How to disable the File Upload/Download exploit

It’s really simple.

Go to,

steam/steamapps/<your profile>/garrysmod/bin

Overwrite the engine.dll from your garrysmod/bin folder on your orangebox/bin folder on your server.

Go to your server.cfg on your server and edit your server.cfg so it has the following commands in it.

sv_allowdownload 0
sv_allowupload 0

Holy fucking shit, that was so hard. You did it!

If you cannot manage to find the correct engine.dll, I have uploaded it on my site. Remember that all of Valve’s engine.dlls are the same filesize, you need to check the digital signature on through Right Click>Properties and make sure it was built in September or later.

Now, if you still want to have server downloads (maps, materials, dua, models, sounds) you need to setup a sv_downloadurl.
If you run a popular server there is not a reason for not doing this other than laziness or ignorance.

Here is some documentation on sv_downloadurl, I am not helping you with this.

You do not need sv_allowdownload or sv_allowupload set as 1 to use a downloadurl, if any tutorials say to do this IGNORE IT.

Here are some webhosts I recommend from some experience with them. (They have some odd rules and policies though, they offer free hosting) (Some people hate it, some people like it)

I’m Teddi and I approve of this method. (Because unlike D-FENS, this actually works)

Thanks sadistic, this’ll help keep the DarkRP servers up and running 24/7 now.

You need to post source to the engine.dll if u not want to get banned by garry, or worse

That explains for the nubs how to avoid getting haxed lol :smiley:

It’s your choice if you download it or not, I really don’t care.
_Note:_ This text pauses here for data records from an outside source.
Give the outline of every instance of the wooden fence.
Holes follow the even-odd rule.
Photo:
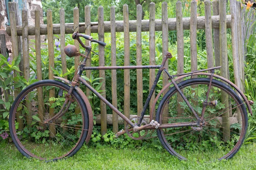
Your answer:
[[[85,23],[79,22],[79,9],[74,8],[74,23],[65,23],[64,11],[64,9],[60,10],[60,23],[53,24],[52,22],[52,11],[50,10],[47,11],[47,25],[40,25],[39,11],[35,11],[35,26],[28,25],[27,22],[27,12],[22,12],[22,25],[17,26],[15,20],[17,14],[14,10],[10,10],[11,20],[10,27],[7,28],[6,32],[9,35],[12,35],[12,42],[13,56],[17,56],[20,51],[18,46],[18,38],[22,36],[22,47],[23,48],[23,57],[24,62],[24,76],[28,79],[29,77],[29,67],[25,65],[29,63],[28,54],[28,36],[35,36],[36,56],[37,58],[37,78],[42,79],[41,41],[40,35],[47,34],[48,37],[48,47],[49,50],[49,79],[53,79],[53,74],[50,65],[54,68],[54,54],[53,35],[60,34],[61,51],[62,71],[64,74],[67,71],[66,64],[66,55],[63,48],[65,45],[65,34],[72,34],[74,31],[79,31],[80,33],[85,33],[90,35],[92,33],[98,33],[99,40],[104,41],[104,33],[111,33],[111,65],[116,65],[116,34],[117,32],[123,32],[124,34],[124,65],[130,64],[130,32],[137,33],[136,51],[137,62],[137,65],[142,65],[142,31],[149,31],[149,55],[150,65],[155,64],[155,31],[162,31],[163,34],[162,46],[163,56],[168,49],[168,31],[177,31],[177,74],[183,73],[184,65],[184,36],[183,30],[190,29],[190,51],[191,56],[191,71],[197,70],[197,29],[204,29],[206,32],[206,48],[207,51],[207,66],[208,68],[214,66],[221,66],[220,74],[226,78],[228,78],[229,69],[227,53],[227,29],[231,28],[232,30],[232,39],[233,46],[233,54],[234,64],[234,75],[235,83],[241,89],[243,89],[243,85],[244,80],[244,54],[242,48],[243,38],[242,32],[243,26],[239,18],[241,16],[241,9],[240,3],[236,0],[230,0],[231,15],[226,14],[226,1],[214,0],[211,3],[209,0],[204,2],[205,8],[205,16],[197,16],[197,2],[193,0],[190,5],[190,17],[183,18],[182,15],[182,6],[180,2],[176,3],[176,18],[168,18],[167,16],[167,3],[164,2],[162,4],[162,19],[155,19],[155,5],[153,3],[150,4],[149,20],[142,20],[142,6],[140,5],[137,6],[137,20],[129,20],[128,7],[127,5],[123,6],[123,20],[115,20],[115,11],[114,7],[111,7],[110,10],[110,21],[104,21],[103,8],[100,6],[98,11],[98,22],[91,23],[90,21],[90,8],[89,6],[84,7]],[[17,5],[15,3],[9,3],[10,6]],[[213,16],[212,16],[212,11]],[[212,31],[213,29],[213,31]],[[242,31],[241,31],[241,30]],[[212,34],[213,32],[213,34]],[[88,44],[86,44],[88,45]],[[79,48],[79,44],[75,41],[75,45]],[[214,48],[213,48],[214,47]],[[100,45],[99,47],[99,62],[100,66],[105,65],[104,58],[104,48]],[[213,51],[213,49],[214,51]],[[215,57],[213,57],[214,52]],[[79,62],[79,58],[75,57],[76,69],[77,68]],[[215,61],[214,61],[214,60]],[[87,66],[90,66],[90,60],[87,60]],[[215,65],[214,64],[215,63]],[[166,66],[168,68],[168,66]],[[90,77],[91,71],[87,71],[86,75]],[[17,74],[17,73],[15,73]],[[111,71],[112,79],[112,104],[117,107],[116,92],[116,71]],[[165,74],[163,75],[163,86],[168,82],[167,77]],[[102,82],[101,87],[102,90],[105,89],[105,71],[100,71],[99,76],[104,79],[101,80]],[[143,89],[142,86],[142,71],[137,71],[137,113],[138,115],[143,109]],[[155,71],[151,70],[149,75],[150,88],[152,85],[155,76]],[[127,116],[130,115],[130,71],[124,71],[124,113]],[[16,92],[16,93],[18,93]],[[89,91],[87,91],[88,95]],[[15,94],[15,96],[16,96]],[[153,95],[150,105],[155,99],[155,94]],[[151,108],[151,107],[150,108]],[[100,104],[101,114],[96,116],[96,122],[101,123],[102,134],[105,134],[107,131],[107,124],[113,124],[113,131],[116,132],[118,130],[118,123],[122,123],[120,119],[118,119],[117,114],[113,112],[113,114],[107,114],[105,104],[103,102]],[[137,115],[130,115],[131,117]],[[113,116],[113,117],[112,117]]]

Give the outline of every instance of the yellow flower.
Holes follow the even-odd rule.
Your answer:
[[[246,4],[247,5],[247,6],[246,6],[247,10],[249,9],[251,7],[251,6],[252,6],[253,5],[253,3],[251,3],[250,1],[248,1]]]

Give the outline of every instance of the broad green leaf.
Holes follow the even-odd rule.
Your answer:
[[[3,113],[3,119],[5,119],[6,117],[6,116],[8,116],[9,114],[9,112],[4,112]]]
[[[40,118],[38,117],[37,116],[35,115],[34,115],[32,116],[32,118],[35,120],[37,120],[38,121],[41,122],[41,120],[40,120]]]

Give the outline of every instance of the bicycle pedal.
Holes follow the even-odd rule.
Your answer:
[[[152,120],[149,124],[156,129],[158,128],[159,126],[160,126],[160,124],[154,120]]]

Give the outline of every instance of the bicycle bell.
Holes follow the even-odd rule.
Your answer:
[[[70,57],[79,55],[76,46],[68,45],[64,48],[64,52]]]

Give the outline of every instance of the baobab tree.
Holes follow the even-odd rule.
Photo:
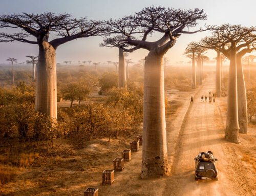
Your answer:
[[[168,59],[168,57],[166,55],[163,56],[163,65],[164,66],[164,79],[166,78],[166,66],[167,66],[167,63],[168,63],[169,59]]]
[[[89,66],[91,66],[91,63],[92,62],[91,60],[88,60],[87,62],[89,63]]]
[[[196,69],[195,63],[195,53],[196,48],[191,47],[188,46],[185,50],[184,54],[188,54],[186,56],[192,59],[192,72],[191,72],[191,88],[192,89],[197,88],[197,71]]]
[[[116,67],[116,73],[118,72],[118,62],[112,62],[113,63],[113,65],[115,66]]]
[[[95,71],[97,70],[97,66],[98,66],[100,64],[100,62],[94,62],[93,64],[94,65],[94,69],[95,69]]]
[[[186,53],[184,53],[183,54],[186,54]],[[197,88],[196,70],[196,65],[195,63],[196,57],[195,56],[195,52],[192,52],[192,54],[188,54],[188,55],[186,55],[187,57],[191,59],[191,61],[189,61],[188,62],[191,62],[192,64],[191,71],[191,88],[192,89],[195,89]]]
[[[185,54],[189,54],[195,53],[197,55],[197,64],[198,68],[198,72],[197,72],[198,75],[198,79],[199,80],[199,84],[203,84],[203,68],[202,68],[202,59],[201,55],[207,49],[205,48],[201,47],[199,46],[196,46],[195,42],[193,42],[188,45]]]
[[[35,79],[35,64],[37,62],[37,58],[38,57],[38,56],[26,56],[27,57],[30,58],[31,59],[30,61],[32,64],[32,76],[33,79]]]
[[[218,41],[215,39],[207,38],[202,39],[201,42],[193,42],[191,45],[195,47],[214,50],[217,52],[215,91],[216,96],[221,97],[221,52],[218,49],[221,48],[223,44],[221,41]]]
[[[106,61],[106,62],[108,62],[108,65],[109,66],[110,66],[110,63],[112,63],[112,61],[111,61],[110,60],[108,60],[108,61]]]
[[[70,14],[13,14],[0,16],[0,27],[21,29],[12,34],[0,33],[0,41],[14,40],[37,45],[39,54],[36,66],[35,110],[57,120],[57,81],[55,54],[58,46],[79,38],[104,34],[100,21],[86,18],[72,18]],[[50,32],[57,37],[49,40]],[[31,37],[34,40],[30,39]]]
[[[63,61],[63,63],[66,63],[66,64],[68,64],[68,63],[69,62],[70,63],[71,63],[71,61],[68,61],[67,60],[65,61]]]
[[[117,35],[114,37],[108,37],[103,39],[100,46],[110,48],[116,47],[119,50],[118,62],[118,86],[125,87],[126,84],[126,74],[124,59],[124,51],[132,52],[127,48],[129,45],[124,42],[126,37],[123,35]]]
[[[13,72],[13,62],[17,62],[17,59],[14,58],[10,58],[9,57],[6,59],[7,61],[11,61],[12,63],[12,83],[13,84],[14,83],[14,74]]]
[[[250,81],[251,79],[251,71],[250,71],[250,61],[251,62],[253,62],[254,59],[256,58],[256,56],[255,55],[248,55],[245,57],[245,59],[247,60],[247,65],[248,65],[248,80]]]
[[[129,79],[129,63],[133,63],[133,62],[132,61],[131,58],[125,59],[125,62],[126,63],[126,78]]]
[[[238,143],[239,130],[241,133],[247,133],[248,119],[243,67],[241,62],[238,63],[237,58],[240,57],[242,53],[239,53],[244,48],[251,50],[251,45],[256,40],[256,35],[253,33],[256,27],[224,24],[210,28],[211,36],[205,37],[203,41],[221,43],[221,47],[218,47],[217,50],[230,59],[225,137]]]
[[[202,55],[201,56],[201,59],[202,60],[202,74],[203,75],[203,80],[204,80],[204,62],[208,62],[210,60],[209,57],[205,55]]]
[[[167,163],[164,108],[164,54],[182,34],[195,33],[184,29],[196,26],[198,20],[206,19],[203,10],[184,10],[161,6],[146,7],[134,15],[122,18],[135,31],[144,34],[143,40],[133,37],[129,31],[119,28],[130,45],[149,51],[144,66],[142,163],[143,179],[166,175]],[[137,29],[138,30],[137,30]],[[154,42],[145,41],[149,33],[158,32],[163,36]]]
[[[227,57],[225,55],[221,53],[221,86],[224,87],[224,81],[223,81],[223,62],[226,61]]]

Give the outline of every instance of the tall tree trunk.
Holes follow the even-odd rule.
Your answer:
[[[126,75],[124,54],[123,50],[119,48],[119,61],[118,63],[118,86],[125,87],[126,85]]]
[[[160,55],[153,49],[145,63],[142,179],[164,175],[168,172],[163,57],[163,54]]]
[[[35,110],[57,120],[55,49],[45,41],[39,45]]]
[[[237,52],[236,44],[231,43],[228,77],[227,111],[225,138],[235,143],[238,138],[238,94],[237,80]]]
[[[221,97],[221,74],[220,52],[217,51],[215,89],[216,96]]]
[[[199,69],[199,77],[198,79],[199,80],[199,84],[203,84],[203,74],[202,74],[202,62],[201,60],[201,55],[200,54],[198,55],[198,60],[197,60],[197,66]]]
[[[33,70],[32,70],[32,75],[33,75],[33,79],[35,79],[35,62],[34,62],[34,60],[33,60]]]
[[[242,57],[241,56],[237,56],[238,122],[240,128],[239,133],[247,134],[248,126],[247,103],[244,71],[242,64]]]
[[[192,57],[192,89],[197,88],[197,74],[196,71],[196,64],[195,63],[195,52],[193,52]]]
[[[203,77],[203,80],[204,80],[204,61],[202,60],[202,74]]]
[[[14,83],[14,74],[13,73],[13,62],[12,62],[12,83],[13,84]]]
[[[251,68],[250,67],[250,59],[248,58],[248,81],[251,80]]]
[[[129,68],[128,67],[128,62],[126,63],[126,80],[127,80],[128,78],[129,78]]]
[[[223,83],[223,61],[221,59],[221,87],[224,87]]]

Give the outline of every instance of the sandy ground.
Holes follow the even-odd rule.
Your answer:
[[[21,170],[14,182],[0,187],[0,195],[82,195],[87,187],[99,188],[99,195],[256,195],[256,126],[250,125],[248,134],[240,136],[240,144],[224,139],[226,98],[212,104],[200,99],[215,89],[214,76],[208,76],[196,90],[166,93],[173,105],[179,105],[166,116],[168,176],[140,179],[139,150],[132,153],[123,171],[115,172],[113,184],[101,185],[101,171],[113,168],[113,160],[121,157],[140,132],[110,143],[103,139],[82,141],[81,147],[62,139],[55,141],[58,151],[52,157],[41,157],[33,167]],[[194,103],[190,104],[191,95]],[[194,158],[209,150],[218,158],[219,180],[195,181]]]

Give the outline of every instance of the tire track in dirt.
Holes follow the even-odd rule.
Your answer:
[[[194,103],[186,114],[175,147],[171,176],[165,182],[165,193],[163,195],[246,195],[245,177],[240,178],[243,179],[244,185],[232,180],[238,176],[234,171],[234,165],[239,165],[239,163],[234,159],[234,152],[229,149],[233,144],[224,139],[224,124],[218,105],[199,102],[202,95],[204,96],[214,89],[214,75],[211,75],[206,79],[205,84],[195,97]],[[212,151],[219,160],[217,168],[220,180],[195,181],[194,158],[198,153],[209,150]],[[242,172],[239,175],[243,176],[243,169],[241,169],[239,173]],[[242,185],[241,188],[240,185]]]

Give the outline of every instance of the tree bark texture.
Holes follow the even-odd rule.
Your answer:
[[[156,50],[150,52],[145,63],[142,179],[164,175],[168,172],[163,54],[159,55]]]
[[[35,62],[34,61],[33,61],[33,70],[32,70],[32,76],[33,76],[33,79],[35,79]]]
[[[55,49],[46,41],[39,45],[35,110],[57,120]]]
[[[192,89],[197,88],[197,73],[195,63],[195,52],[193,52],[192,57],[192,83],[191,86]]]
[[[197,59],[197,67],[198,68],[198,79],[199,84],[203,84],[203,74],[202,70],[202,61],[201,60],[201,55],[199,54]]]
[[[14,73],[13,72],[13,62],[12,62],[12,83],[13,84],[14,83]]]
[[[228,77],[227,111],[225,138],[239,143],[238,94],[237,80],[237,53],[236,44],[231,43]]]
[[[126,80],[129,78],[129,68],[128,67],[128,62],[126,63]]]
[[[217,51],[217,59],[216,64],[216,74],[215,90],[216,96],[221,97],[221,57],[220,52]]]
[[[242,64],[242,56],[238,56],[237,57],[237,66],[239,133],[247,134],[248,126],[247,103],[246,100],[246,90]]]
[[[126,85],[126,75],[123,50],[119,48],[119,60],[118,63],[118,86],[125,87]]]

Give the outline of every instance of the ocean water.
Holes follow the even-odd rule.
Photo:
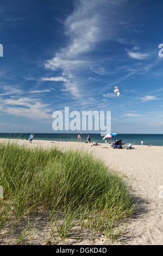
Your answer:
[[[15,139],[28,139],[30,133],[0,133],[0,138],[11,138]],[[77,142],[78,133],[35,133],[34,140],[42,139],[45,141],[65,141]],[[81,142],[86,142],[88,133],[82,133]],[[102,140],[103,137],[99,133],[90,133],[91,142],[104,143],[105,141]],[[116,139],[122,139],[122,143],[133,143],[135,145],[141,145],[141,139],[143,141],[143,145],[152,145],[153,146],[162,146],[163,134],[117,134],[111,138],[114,142]],[[110,141],[110,139],[108,139]]]

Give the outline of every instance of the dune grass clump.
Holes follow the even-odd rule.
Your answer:
[[[77,224],[118,236],[113,227],[135,210],[131,187],[87,153],[2,143],[0,180],[0,230],[41,209],[55,222],[61,216],[61,237]]]

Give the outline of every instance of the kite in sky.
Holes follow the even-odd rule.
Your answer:
[[[115,90],[114,90],[114,92],[115,93],[117,93],[117,96],[118,97],[119,95],[120,94],[120,91],[118,89],[118,87],[117,86],[115,86]]]

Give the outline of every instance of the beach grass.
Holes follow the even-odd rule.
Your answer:
[[[124,231],[123,221],[136,209],[122,175],[87,152],[30,148],[9,140],[0,144],[0,232],[46,212],[63,239],[76,226],[92,237],[96,230],[117,239]]]

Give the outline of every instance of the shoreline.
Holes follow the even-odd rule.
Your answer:
[[[113,149],[105,143],[90,147],[84,142],[52,143],[34,138],[32,143],[26,139],[1,139],[0,144],[9,139],[32,148],[57,146],[64,150],[82,150],[100,158],[107,166],[125,175],[131,184],[134,196],[140,199],[139,212],[129,220],[127,234],[116,244],[124,245],[126,242],[131,245],[163,245],[162,147],[133,144],[132,149]]]

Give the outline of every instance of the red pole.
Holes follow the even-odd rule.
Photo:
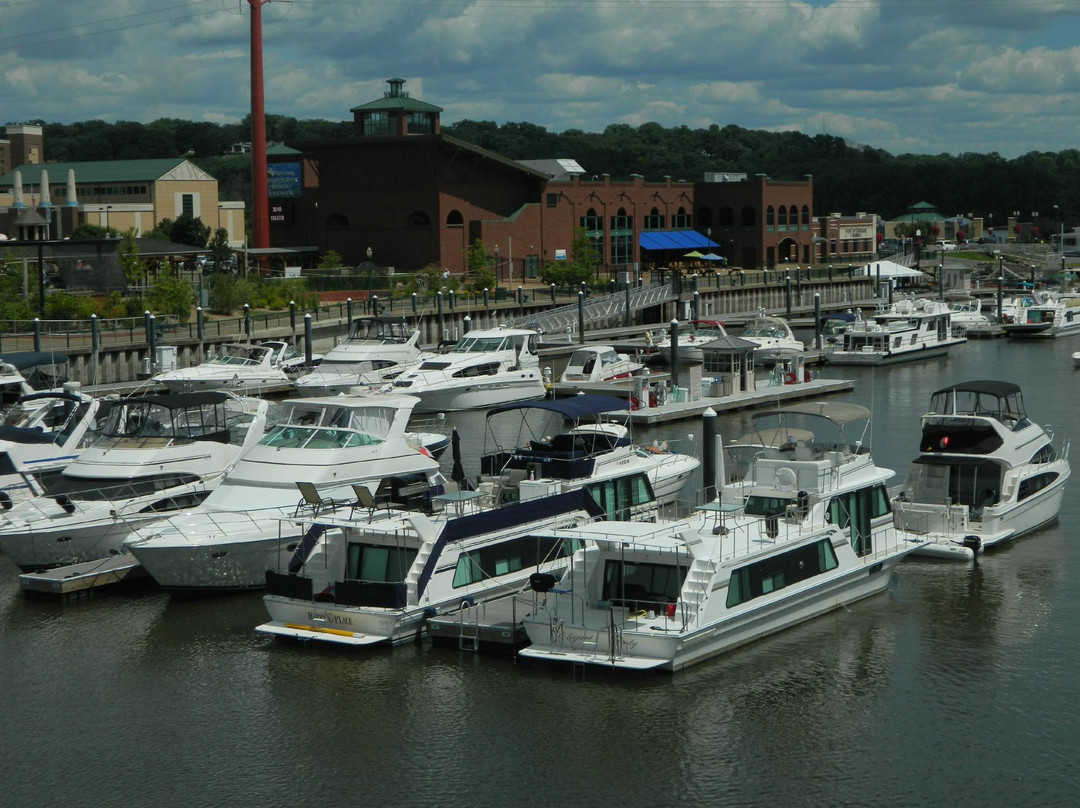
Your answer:
[[[252,6],[252,242],[270,246],[270,203],[267,191],[267,121],[262,102],[262,6],[270,0],[247,0]]]

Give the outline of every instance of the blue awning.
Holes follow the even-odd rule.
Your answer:
[[[697,230],[649,230],[638,233],[637,243],[642,250],[698,250],[720,245],[705,238]]]

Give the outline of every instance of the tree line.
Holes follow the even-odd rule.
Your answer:
[[[230,154],[251,139],[251,120],[234,124],[160,119],[152,123],[83,121],[45,123],[45,156],[54,162],[187,157],[218,179],[222,199],[251,203],[251,156]],[[972,214],[1003,226],[1018,213],[1042,232],[1080,225],[1080,150],[1030,151],[1007,159],[997,152],[891,154],[835,135],[764,132],[733,124],[707,129],[612,124],[603,132],[549,132],[531,123],[464,120],[443,132],[512,160],[572,158],[586,176],[613,179],[700,180],[708,172],[766,174],[773,179],[813,175],[814,210],[905,214],[930,202],[947,217]],[[267,138],[295,143],[346,138],[351,121],[267,116]],[[248,207],[248,210],[251,210]]]

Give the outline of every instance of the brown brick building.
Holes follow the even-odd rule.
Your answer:
[[[268,153],[271,243],[335,250],[411,271],[464,272],[482,239],[500,284],[568,257],[581,227],[606,272],[717,253],[730,266],[808,264],[813,184],[745,174],[688,183],[585,177],[572,160],[515,162],[444,135],[442,109],[391,79],[383,98],[352,109],[353,137]]]

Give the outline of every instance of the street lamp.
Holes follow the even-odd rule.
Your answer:
[[[372,248],[367,248],[367,305],[372,305],[372,269],[375,265],[372,264]],[[372,312],[373,314],[375,312]]]

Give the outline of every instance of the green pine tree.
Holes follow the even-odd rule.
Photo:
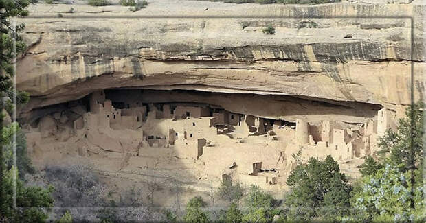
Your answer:
[[[350,210],[352,187],[330,156],[298,165],[287,183],[291,189],[285,202],[290,220],[335,220]]]
[[[371,156],[368,156],[366,158],[364,163],[359,166],[359,172],[362,176],[371,176],[376,174],[382,167],[383,165],[381,164],[376,162]]]

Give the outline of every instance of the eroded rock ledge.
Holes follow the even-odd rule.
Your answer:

It’s the dll I am using on my servers, it works for me.

Agree’d, this works.

It’s the same as the engine.dll from a clients copy of Gmod.

I’d like to remind that if your server had been exploited, don’t forget to check all the autorun scripts for malicious codes. There still might be one or two codes uploaded deep into addons or lua folders. Even if you fix and disable upload exploit, they can execute commands on your server, if there are any uploaded lua’s left.

These are the common folders which exploiters upload their lua (In my case, all the uploaded luas were in these folders. I found 18 malicious lua files after I brought down my servers):


  • Xev

well done Teddi,
now i can start The Great Forge’s GMod Server again.

  • Robin

A man named wizard of shiron or something like that came into my server, made him self admin, then godded himself and told me about this thread, to ‘fix the exploit he was using’. I didnt ban him though, he just sat there and did things like any other non admin player did. Then i saw ‘Console: see you my minions. I have to illuminate more servers.’ Hah, well done bud, and thanks for the help.


If only the people who originally attacked my servers were like that :confused:

Someone told me this after the craze hit. I decided to try it out to download someone server.cfg to see how it worked. All I got was “Sorry, your server.cfg is not here, try another castle” I couldn’t help but to laugh :3:

It seems to be causing extreme lag spikes, not sure if it’s the engine.dll though. Might also be some files that some exploiter has uploaded, which are causing this.

Wait, so this stops you from having other people download files from your server, or from you downloading things from servers you join?

Does lua files still get downloaded by this setting sv_allowdownload to 0?

Thanks, idiots (and I know who) have been raiding my server lately.

I’m just curious, but what danger is there in allowing downloads, but just not uploads? As opposed to blocking both, and hosting the downloads elsewhere?

People can download your server.cfg and find out your rcon password. And no, hiding it in other cfgs won’t help, because those will have to be executed somewhere and those can be downloaded too.

Or just do rcon_password “”

Okay there really is no reason to even be asking questions like “what if I just keep sv_allowdownload on and upload 0…” Buy a downloadurl. There cheap and I can guarantee you well get more players because they don’t have to take a year to download files.

Or use a server host that automatically does all the work to make sv_downloadurl do it’s thing. (xenonservers) .


Dave, that would mean not being able to USE rcon, which is retarded.